As US tech companies face mounting pressure in Europe, France's competition regulator penalized Google 220 million euros ($267 million) on Monday for favoring its own services for displaying online adverts at the expense of competitors.
The fine is part of a settlement struck after three media companies — News Corp, Le Figaro in France, and Groupe Rossel in Belgium — accused Google of abusing its dominating market position in ad sales for their websites and apps in 2019.
Google offered preferential treatment to its own ad inventory marketplace AdX and the Doubleclick Ad Exchange, its real-time platform for letting clients choose and sell advertising, according to the competition authorities.
The authority's head, Isabelle de Silva, said, "It is the first decision in the world to look into complicated algorithmic auctions procedures through which online display advertising operates."
Media firms who want to sell ad space on their websites or mobile applications frequently use many organizations at the same time, which are referred to as supply-side platforms (SSP).
Regulators, on the other hand, found that Google's services were unfairly competing against rivals in a variety of ways, or that they were blocking proper interoperability with alternative ad marketplaces.
When brokering a sale, Doubleclick, for example, would adjust the commission it charged dependent on the prices supplied by other so-called ad servers.
At the same time, Google arranged for AdX to give Doubleclick offers preferential status, effectively squeezing out competitors like Xandr and Index Exchange.
“These egregious actions harmed competition in the nascent online advertising sector, allowing Google to not only maintain but even strengthen its monopoly,” De Silva added.

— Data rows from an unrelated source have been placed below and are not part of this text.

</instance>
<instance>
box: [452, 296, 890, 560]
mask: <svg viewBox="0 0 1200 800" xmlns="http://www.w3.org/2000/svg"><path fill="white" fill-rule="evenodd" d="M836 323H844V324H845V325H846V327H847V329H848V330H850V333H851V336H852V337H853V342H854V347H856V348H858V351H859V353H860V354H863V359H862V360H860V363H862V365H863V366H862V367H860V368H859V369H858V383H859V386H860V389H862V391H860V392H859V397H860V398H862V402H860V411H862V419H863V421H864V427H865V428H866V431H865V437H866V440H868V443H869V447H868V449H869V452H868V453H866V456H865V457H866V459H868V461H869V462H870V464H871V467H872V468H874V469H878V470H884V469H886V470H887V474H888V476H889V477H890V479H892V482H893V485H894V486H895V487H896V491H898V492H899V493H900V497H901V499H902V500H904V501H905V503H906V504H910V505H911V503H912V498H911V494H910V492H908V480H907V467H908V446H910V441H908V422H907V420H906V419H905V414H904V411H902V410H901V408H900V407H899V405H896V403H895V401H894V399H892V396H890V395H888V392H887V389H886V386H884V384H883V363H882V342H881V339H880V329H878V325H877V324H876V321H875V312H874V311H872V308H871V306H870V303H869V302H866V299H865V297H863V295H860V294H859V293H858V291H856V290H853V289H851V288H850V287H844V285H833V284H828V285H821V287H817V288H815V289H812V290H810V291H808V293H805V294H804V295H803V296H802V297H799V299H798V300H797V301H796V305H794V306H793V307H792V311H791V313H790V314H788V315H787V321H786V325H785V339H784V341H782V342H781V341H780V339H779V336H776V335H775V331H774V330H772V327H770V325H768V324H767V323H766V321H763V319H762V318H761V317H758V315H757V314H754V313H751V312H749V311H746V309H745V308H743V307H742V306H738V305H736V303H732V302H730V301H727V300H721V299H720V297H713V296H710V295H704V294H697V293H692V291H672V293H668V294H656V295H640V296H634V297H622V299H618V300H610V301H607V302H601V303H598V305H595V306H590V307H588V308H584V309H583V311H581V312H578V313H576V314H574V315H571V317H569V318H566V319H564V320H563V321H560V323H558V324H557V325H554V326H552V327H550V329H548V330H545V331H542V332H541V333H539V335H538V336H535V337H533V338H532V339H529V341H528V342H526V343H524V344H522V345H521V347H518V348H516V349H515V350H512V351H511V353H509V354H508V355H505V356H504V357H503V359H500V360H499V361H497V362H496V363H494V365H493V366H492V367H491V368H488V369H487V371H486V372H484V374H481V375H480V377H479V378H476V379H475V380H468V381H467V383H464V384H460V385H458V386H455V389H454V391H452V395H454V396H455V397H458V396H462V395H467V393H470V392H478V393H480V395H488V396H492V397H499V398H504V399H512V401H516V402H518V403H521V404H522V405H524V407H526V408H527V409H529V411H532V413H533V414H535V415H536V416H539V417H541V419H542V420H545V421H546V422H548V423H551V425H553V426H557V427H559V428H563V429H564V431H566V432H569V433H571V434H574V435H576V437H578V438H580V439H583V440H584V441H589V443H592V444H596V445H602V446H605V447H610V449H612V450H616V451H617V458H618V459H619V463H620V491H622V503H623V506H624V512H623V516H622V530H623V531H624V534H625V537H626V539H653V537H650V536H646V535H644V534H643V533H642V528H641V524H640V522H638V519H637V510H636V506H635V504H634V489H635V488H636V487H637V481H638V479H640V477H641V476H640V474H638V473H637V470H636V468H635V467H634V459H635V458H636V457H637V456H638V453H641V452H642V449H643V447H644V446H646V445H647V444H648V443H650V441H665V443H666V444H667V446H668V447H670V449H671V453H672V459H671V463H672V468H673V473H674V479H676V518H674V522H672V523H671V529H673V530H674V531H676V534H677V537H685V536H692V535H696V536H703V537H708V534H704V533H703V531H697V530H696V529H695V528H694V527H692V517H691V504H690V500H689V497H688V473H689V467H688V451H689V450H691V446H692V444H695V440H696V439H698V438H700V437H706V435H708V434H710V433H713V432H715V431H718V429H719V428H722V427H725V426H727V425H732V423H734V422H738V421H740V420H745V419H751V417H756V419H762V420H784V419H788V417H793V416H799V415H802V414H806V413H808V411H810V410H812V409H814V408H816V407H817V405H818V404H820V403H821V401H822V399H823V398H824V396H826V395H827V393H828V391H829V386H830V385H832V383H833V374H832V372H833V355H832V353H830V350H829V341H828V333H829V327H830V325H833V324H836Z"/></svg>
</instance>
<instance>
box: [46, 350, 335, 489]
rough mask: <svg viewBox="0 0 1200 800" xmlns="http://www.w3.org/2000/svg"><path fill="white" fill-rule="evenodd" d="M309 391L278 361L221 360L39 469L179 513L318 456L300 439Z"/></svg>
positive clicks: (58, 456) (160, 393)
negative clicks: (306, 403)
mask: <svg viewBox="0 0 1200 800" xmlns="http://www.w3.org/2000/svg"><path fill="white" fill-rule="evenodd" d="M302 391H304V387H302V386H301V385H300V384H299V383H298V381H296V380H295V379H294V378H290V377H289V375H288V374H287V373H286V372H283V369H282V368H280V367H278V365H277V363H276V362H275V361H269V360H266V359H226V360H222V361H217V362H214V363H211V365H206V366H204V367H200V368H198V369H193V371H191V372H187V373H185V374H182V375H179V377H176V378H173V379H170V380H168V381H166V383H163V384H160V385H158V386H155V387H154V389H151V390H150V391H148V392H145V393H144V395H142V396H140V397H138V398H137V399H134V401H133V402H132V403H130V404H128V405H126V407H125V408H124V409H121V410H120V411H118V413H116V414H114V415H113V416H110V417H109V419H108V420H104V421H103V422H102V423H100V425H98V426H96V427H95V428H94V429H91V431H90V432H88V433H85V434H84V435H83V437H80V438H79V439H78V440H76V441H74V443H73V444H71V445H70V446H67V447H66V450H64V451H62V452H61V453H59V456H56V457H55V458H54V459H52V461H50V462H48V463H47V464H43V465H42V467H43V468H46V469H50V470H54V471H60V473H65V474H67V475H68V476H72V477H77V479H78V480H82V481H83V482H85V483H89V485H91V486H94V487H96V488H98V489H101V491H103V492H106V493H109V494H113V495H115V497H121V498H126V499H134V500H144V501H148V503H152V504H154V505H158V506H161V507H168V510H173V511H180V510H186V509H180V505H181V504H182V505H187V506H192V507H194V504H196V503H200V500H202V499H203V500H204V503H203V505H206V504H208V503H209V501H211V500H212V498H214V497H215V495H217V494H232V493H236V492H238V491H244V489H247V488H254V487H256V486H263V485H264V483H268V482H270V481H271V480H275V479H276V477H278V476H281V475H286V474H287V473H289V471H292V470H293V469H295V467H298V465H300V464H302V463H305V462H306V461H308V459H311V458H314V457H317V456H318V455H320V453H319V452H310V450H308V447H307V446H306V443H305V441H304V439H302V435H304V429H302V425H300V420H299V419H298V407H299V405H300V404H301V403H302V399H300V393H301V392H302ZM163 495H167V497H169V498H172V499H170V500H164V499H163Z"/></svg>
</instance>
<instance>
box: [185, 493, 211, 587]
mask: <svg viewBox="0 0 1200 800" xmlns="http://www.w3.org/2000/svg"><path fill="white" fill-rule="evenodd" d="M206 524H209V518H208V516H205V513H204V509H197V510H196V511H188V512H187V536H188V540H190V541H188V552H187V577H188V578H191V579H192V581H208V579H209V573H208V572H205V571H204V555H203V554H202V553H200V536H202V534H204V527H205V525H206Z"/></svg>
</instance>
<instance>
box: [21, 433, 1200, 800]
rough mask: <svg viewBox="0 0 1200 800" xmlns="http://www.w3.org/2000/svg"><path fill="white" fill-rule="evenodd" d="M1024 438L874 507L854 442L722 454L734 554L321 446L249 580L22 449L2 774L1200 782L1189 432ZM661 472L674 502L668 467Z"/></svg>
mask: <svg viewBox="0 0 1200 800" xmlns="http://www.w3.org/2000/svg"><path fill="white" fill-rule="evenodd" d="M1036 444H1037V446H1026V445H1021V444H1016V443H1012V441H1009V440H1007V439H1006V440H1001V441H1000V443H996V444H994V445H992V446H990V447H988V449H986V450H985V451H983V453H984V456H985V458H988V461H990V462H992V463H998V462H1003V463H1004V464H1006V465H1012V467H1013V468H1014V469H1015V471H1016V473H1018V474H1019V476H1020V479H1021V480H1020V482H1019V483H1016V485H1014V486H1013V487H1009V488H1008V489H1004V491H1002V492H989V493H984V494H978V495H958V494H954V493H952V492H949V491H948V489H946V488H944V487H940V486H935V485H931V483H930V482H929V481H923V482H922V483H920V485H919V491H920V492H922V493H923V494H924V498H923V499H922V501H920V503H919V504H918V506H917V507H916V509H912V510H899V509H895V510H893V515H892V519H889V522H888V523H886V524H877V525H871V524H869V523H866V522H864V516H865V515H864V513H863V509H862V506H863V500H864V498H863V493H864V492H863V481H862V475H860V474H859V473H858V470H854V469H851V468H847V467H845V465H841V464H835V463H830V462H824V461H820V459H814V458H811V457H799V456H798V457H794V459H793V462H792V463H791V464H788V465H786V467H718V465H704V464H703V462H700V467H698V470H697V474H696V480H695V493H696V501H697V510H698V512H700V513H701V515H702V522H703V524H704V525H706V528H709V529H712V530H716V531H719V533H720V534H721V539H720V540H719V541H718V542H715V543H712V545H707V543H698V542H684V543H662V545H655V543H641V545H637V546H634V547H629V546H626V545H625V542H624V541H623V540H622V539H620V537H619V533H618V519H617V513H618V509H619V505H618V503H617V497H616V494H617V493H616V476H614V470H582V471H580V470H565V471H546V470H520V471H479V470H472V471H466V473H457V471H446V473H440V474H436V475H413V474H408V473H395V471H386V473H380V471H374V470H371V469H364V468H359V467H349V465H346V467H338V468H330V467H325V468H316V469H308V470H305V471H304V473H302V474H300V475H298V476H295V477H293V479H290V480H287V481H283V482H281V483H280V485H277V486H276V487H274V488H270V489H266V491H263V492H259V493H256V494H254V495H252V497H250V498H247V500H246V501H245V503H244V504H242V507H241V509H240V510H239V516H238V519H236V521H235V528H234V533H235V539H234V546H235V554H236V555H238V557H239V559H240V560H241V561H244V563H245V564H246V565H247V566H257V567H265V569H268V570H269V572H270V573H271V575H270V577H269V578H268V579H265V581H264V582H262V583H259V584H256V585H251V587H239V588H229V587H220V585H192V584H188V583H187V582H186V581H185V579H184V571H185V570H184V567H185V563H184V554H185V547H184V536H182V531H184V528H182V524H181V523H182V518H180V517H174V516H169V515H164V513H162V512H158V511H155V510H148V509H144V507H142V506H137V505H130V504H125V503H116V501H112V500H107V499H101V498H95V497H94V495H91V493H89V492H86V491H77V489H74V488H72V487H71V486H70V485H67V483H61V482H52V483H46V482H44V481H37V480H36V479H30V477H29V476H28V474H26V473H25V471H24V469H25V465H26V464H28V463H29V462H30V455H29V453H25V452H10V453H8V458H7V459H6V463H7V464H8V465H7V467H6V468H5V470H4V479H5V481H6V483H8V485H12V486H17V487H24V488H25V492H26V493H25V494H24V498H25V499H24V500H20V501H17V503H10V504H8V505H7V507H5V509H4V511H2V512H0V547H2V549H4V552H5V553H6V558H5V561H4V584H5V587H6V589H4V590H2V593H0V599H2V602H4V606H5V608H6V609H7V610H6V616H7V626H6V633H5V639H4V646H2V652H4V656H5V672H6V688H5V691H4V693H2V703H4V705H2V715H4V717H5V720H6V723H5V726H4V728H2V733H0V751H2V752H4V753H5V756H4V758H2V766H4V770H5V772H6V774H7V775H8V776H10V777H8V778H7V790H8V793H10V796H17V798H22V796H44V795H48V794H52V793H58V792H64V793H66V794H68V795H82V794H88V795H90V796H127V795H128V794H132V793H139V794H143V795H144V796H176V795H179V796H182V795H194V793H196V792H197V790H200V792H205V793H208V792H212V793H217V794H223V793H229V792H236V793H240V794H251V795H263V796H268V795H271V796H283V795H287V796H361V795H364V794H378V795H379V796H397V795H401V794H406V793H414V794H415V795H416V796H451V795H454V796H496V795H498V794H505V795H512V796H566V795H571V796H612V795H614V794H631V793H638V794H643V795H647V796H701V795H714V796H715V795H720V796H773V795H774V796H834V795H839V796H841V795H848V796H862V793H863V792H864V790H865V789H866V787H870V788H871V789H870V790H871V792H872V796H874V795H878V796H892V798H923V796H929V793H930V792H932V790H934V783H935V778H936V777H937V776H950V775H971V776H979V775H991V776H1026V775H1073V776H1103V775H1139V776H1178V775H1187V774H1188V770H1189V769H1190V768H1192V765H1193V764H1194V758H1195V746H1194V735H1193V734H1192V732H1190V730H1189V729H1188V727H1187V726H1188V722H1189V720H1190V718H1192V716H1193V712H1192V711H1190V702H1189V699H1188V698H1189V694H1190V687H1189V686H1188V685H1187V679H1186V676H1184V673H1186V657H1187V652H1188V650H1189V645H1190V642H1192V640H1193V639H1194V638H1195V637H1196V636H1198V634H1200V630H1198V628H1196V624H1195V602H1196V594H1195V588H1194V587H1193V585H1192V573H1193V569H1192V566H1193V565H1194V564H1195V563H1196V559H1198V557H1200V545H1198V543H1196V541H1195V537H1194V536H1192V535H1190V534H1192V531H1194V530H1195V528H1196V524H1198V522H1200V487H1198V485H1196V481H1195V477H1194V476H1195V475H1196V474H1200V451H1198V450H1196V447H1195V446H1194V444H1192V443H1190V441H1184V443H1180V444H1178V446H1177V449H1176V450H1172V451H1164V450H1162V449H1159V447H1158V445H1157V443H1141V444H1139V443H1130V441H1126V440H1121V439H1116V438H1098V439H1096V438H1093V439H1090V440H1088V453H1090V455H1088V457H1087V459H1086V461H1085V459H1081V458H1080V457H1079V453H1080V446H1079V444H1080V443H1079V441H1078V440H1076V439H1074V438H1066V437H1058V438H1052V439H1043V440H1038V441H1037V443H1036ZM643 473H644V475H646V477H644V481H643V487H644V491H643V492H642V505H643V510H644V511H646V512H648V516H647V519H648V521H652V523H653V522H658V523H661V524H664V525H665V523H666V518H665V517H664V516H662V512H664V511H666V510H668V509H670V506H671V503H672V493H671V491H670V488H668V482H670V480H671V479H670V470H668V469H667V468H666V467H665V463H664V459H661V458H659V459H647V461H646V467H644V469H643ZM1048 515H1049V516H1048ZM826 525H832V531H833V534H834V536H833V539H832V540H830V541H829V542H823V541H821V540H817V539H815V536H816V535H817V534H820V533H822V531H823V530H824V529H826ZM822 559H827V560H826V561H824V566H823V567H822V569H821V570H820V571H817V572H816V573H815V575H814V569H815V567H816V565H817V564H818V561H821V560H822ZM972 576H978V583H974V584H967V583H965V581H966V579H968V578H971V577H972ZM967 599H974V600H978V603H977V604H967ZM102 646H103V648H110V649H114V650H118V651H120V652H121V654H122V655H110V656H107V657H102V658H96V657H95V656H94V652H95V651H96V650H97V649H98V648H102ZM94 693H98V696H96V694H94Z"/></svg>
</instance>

'It's the first of its kind in the world.'
The transition to online news hurt media companies' ad income, it claimed, "even though their economic model is also substantially weakened by the drop in sales of print subscriptions and the reduction in associated advertising revenue."
Last November, Le Figaro dropped its case, but News Corp, the owner of The Wall Street Journal, and Rossel persisted.
Thierry Hugot, Rossel's sales, and marketing director told AFP last week, "We need regulation because we are not defending ourselves with the same weapons today."
The results were not contested by Google, and the regulator stated that the business has agreed to make operational adjustments, including enhanced interoperability with third-party ad placement providers.
In a statement, Maria Gomri, legal director at Google France, said, "As part of these promises, we are confirming our guarantee not to utilize data from other SSPs to optimize bids in our exchange in a way that other SSPs cannot imitate."
“Over the coming months, we will be testing and developing these modifications before rolling them out more generally, including some globally,” she added.
‘Follow our rules.'
The decision was praised by French Finance Minister Bruno Le Maire, who organized a new digital tax on Internet firms in 2019 that aggravated ties with the Trump administration.
In a statement, he added, "Large platforms have steadily acquired dominating market positions, and it's critical that we apply our competition regulations to technological giants who operate here."
While talks on a complete overhaul of international fiscal rules continue, France has delayed collection of its digital levy, as public outrage rises over hugely successful multinationals that typically make only modest tax contributions.
The French fine is a drop in the bucket compared to Google's $55.3 billion in income in the first quarter of this year, primarily from online ad sales.
The decision comes as European regulators intensify their monitoring of American technology corporations, allocating extra resources to better comprehend the complicated workings of fast-evolving markets.
Last week, Germany's competition authority announced that an antitrust investigation of Google and its parent firm Alphabet would be expanded to include Google News Showcase, a program intended at improving revenue for media publishers.
Facebook was also the subject of concurrent competition investigation from the European Union and the United Kingdom last week, both looking into whether the social media giant is abusing data from advertisers to gain an unfair advantage in the online classifieds market.
In December 2019, the French regulator punished Google 150 million euros for its advertising platform's "opaque" operational regulations, which were found to be applied in an "unfair and arbitrary" manner.
In December of last year, France's privacy watchdog punished Google and Amazon for a total of 135 million euros for putting advertising cookies on users' computers without their knowledge.